Floodwaters in two Houston neighborhoods have been contaminated with bacteria and toxins that can make people sick, testing organized by The New York Times has found. Residents will need to take precautions to return safely to their homes, public health experts said.
It is not clear how far the toxic waters have spread. But Fire Chief Samuel Peña of Houston said over the weekend that there had been breaches at numerous waste treatment plants. The Environmental Protection Agency said on Monday that 40 of 1,219 such plants in the area were not working.

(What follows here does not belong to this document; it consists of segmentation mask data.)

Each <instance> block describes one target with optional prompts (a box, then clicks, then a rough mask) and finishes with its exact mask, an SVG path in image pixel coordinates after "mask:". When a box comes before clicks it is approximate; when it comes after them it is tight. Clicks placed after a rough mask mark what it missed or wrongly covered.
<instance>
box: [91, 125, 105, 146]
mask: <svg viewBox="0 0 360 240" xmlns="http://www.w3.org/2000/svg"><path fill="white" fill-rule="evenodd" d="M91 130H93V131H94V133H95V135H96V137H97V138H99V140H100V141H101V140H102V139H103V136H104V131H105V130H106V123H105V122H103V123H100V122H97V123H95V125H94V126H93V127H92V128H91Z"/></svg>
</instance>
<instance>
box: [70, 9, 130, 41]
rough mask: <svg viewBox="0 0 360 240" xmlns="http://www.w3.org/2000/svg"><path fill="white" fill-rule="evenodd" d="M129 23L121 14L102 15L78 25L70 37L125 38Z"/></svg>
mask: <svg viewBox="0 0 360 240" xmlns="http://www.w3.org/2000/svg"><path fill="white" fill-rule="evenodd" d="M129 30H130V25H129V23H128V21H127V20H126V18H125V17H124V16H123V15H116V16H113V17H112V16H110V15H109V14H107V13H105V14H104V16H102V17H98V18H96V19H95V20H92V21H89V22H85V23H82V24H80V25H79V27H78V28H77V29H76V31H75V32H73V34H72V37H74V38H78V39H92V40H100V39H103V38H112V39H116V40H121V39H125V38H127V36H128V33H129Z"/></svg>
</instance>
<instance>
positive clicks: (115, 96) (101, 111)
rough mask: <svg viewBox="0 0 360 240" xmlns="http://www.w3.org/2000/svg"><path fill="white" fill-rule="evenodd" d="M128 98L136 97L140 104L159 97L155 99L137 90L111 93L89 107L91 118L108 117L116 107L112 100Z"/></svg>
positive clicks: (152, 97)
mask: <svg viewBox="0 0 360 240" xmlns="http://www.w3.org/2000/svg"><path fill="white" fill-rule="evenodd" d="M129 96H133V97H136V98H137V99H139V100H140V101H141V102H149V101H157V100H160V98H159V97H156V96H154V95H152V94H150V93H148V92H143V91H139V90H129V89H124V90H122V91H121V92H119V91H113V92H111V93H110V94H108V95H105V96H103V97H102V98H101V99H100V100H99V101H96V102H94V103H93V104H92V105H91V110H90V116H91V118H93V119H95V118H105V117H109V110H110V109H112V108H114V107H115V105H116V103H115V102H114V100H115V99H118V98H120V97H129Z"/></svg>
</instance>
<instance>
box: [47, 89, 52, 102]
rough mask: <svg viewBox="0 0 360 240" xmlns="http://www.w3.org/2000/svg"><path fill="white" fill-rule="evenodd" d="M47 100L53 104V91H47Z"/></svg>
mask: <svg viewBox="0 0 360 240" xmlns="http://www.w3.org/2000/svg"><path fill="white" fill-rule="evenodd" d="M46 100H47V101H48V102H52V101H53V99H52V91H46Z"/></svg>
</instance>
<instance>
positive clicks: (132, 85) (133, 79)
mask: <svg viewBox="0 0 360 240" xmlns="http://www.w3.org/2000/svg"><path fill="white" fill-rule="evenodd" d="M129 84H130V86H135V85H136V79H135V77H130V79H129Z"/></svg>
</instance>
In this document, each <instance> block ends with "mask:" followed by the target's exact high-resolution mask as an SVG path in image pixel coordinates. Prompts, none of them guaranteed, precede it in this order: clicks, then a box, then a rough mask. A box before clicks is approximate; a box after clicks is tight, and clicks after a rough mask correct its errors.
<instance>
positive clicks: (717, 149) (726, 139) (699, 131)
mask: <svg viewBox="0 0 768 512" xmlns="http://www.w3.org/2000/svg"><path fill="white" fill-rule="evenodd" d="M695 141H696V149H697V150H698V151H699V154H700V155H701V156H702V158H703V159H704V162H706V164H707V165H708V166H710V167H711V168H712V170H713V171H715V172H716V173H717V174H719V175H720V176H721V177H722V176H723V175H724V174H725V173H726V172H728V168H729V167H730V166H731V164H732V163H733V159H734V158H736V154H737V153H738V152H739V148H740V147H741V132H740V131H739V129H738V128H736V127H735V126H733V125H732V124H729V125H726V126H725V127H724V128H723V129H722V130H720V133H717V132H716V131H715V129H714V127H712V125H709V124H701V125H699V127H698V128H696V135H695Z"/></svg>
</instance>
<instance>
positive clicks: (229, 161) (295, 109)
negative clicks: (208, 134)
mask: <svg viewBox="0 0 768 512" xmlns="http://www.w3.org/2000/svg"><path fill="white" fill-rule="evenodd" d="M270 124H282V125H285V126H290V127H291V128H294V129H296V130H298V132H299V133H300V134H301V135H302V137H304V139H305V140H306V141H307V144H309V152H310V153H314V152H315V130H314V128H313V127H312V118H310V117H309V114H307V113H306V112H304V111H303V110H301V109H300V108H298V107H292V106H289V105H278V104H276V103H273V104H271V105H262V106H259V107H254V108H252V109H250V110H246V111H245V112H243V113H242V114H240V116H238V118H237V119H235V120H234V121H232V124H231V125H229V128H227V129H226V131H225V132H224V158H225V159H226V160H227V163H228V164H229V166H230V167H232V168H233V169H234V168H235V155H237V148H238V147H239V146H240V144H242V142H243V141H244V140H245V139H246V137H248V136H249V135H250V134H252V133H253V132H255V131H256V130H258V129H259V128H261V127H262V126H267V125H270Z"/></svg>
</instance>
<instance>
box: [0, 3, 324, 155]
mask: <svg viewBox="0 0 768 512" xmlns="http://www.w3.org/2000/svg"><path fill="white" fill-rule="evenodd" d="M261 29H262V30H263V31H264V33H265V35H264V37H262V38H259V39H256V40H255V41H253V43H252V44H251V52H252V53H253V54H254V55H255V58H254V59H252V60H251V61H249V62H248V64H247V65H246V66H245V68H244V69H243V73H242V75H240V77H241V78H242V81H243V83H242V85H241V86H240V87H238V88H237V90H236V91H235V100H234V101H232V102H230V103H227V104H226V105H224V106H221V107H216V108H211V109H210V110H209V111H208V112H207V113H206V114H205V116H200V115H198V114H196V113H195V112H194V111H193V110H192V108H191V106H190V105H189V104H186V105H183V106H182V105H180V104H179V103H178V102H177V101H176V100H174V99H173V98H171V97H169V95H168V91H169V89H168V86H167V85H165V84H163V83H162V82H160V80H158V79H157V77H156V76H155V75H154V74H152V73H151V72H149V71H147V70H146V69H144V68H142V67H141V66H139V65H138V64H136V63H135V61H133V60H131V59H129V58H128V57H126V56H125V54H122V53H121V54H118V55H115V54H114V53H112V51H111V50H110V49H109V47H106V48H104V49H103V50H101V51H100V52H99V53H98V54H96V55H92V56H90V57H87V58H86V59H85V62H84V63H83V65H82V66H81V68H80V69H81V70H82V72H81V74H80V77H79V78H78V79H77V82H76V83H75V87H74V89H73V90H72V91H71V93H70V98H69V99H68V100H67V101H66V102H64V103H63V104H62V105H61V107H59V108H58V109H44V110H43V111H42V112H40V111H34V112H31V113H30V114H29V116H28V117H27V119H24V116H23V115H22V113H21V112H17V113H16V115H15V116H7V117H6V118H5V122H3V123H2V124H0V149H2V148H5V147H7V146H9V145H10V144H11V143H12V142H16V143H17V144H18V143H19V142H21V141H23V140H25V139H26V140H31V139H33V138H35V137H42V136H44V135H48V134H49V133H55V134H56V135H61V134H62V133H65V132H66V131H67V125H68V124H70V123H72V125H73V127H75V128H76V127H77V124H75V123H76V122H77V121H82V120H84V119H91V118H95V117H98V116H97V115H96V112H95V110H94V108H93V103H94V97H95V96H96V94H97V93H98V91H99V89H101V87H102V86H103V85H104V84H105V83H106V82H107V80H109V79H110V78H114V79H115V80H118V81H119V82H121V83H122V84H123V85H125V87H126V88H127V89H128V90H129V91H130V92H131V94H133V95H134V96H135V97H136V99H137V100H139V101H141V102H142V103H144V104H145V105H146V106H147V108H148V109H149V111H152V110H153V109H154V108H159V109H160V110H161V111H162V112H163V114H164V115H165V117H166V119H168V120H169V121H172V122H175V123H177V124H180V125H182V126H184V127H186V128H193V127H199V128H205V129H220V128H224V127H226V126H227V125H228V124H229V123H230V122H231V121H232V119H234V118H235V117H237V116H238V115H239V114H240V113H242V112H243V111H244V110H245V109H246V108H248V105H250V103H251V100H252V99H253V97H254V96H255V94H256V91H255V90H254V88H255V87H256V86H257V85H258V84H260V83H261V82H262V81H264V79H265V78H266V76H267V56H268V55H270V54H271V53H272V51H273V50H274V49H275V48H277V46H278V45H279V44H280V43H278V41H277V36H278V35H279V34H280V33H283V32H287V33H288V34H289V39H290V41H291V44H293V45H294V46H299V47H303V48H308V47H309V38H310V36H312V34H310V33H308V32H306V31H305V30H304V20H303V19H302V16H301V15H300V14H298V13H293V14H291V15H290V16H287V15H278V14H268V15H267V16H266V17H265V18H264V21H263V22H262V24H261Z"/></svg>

The results of The Times’s testing were troubling. Water flowing down Briarhills Parkway in the Houston Energy Corridor contained Escherichia coli, a measure of fecal contamination, at a level more than four times that considered safe.
In the Clayton Homes public housing development downtown, along the Buffalo Bayou, scientists found what they considered astonishingly high levels of E. coli in standing water in one family’s living room — levels 135 times those considered safe….
Floods flood the sewage system.
The lab analysis was paid for by The Times. The sampling was conducted by a team from Baylor Medical College and Rice University, working with the Houston health department’s Bureau of Pollution Control and Prevention.
The group, accompanied by Times reporters, took water and sediment samples last week by boat, truck and on foot. The samples were analyzed by A & B Labs, a state-certified service that often works with federal agencies.
They might well have spent as much as $100,000 to bring us this news.